SR Auto Lamborghini Aventador Project 700 front 3/4 view

SR Auto Project 700 Lamborghini Aventador is a Winter Beater for Powerball Winners

SR Auto Lamborghini Aventador Project 700 front 3/4 view

Normally, when it gets to be the time of the year when the air turns cold and precipitation starts falling to earth in crystalline form, all the cool cars get put away until Jack Frost is back on his way. Classic cars, supercars and other automobiles that occupy a place outside the mainstream get to spend winter in warm, dry garages, spared from the damaging effects of metal-munching road salt and frozen tree branches pummeling the roof. Such practices are, as any Vulcan and most non-Vulcans will tell you, only logical when dealing with vehicles worth so much.

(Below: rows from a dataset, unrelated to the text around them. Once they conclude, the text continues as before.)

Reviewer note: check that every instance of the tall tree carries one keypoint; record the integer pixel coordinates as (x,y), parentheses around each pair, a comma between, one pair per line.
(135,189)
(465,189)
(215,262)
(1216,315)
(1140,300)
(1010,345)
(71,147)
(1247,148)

Then again, the very act of buying a supercar is illogical. No one needs a kneecap-high two seat rocketship with many hundreds of horsepower and costing many hundreds of thousands of dollars; people merely want such cars. So modifying a Lamborghini Aventador to make it more suitable for winter driving isn’t really all that whack-a-doodle, is it? Canadian tuner SR Auto doesn’t seem to think so.

SR Auto Lamborghini Aventador Project 700 rear 3/4 view

Dubbed “Project 700” by its makers, this raging bull wears a PUR Design body kit consisting of a front lip, side skirt extensions, rear diffuser and fixed rear spoiler. The wheels also come from PUR; specifically, they’re satin black 4OURs measuring 19” across in front and 20” in back. And, curiously, a PUR lowering kit has also been installed.

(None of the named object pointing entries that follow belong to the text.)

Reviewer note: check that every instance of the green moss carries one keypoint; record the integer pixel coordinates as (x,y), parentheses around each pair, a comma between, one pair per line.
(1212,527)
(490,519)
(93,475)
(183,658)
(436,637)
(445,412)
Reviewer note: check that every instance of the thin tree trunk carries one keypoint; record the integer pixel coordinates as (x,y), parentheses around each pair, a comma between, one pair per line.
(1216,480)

We say “curiously” considering some of the other noteworthy items fitted to this Lamborghini. Those custom wheels wear a set of Pirelli Sottozero winter tires, plus this car has something very few other supercars have: A Thule ski box (finished in satin black to match the wheels and the vinyl wrap covering the body) suspended above the engine cover on a rack. By installing that ski box, SR Auto probably quadrupled the Aventador’s trunk space!

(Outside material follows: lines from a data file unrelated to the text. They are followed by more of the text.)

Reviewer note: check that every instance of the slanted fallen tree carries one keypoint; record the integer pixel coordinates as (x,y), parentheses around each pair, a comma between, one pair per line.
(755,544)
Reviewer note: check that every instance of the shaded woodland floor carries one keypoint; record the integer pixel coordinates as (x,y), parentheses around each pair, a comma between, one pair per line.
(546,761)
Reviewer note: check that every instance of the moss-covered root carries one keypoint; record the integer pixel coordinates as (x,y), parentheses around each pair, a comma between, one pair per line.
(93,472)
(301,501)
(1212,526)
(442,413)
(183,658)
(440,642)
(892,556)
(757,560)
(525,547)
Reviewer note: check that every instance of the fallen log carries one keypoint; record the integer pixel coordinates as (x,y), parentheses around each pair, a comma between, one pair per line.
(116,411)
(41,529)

SR Auto Lamborghini Aventador Project 700 front view

This is not to say, of course, that this is suddenly the most practical car for venturing over the river and through the woods to Grandmother’s house: It’s still got a 691 horsepower 6.5L V12 that slurps premium unleaded like it’s going out of style, a single-clutch sequential transmission that changes gear with all the subtlety and finesse of a derailing bullet train, and it only has room for two people. But hey, at least it has all-wheel-drive, so you’re less likely (very, very slightly less likely) to get stuck when trekking to and from the slopes.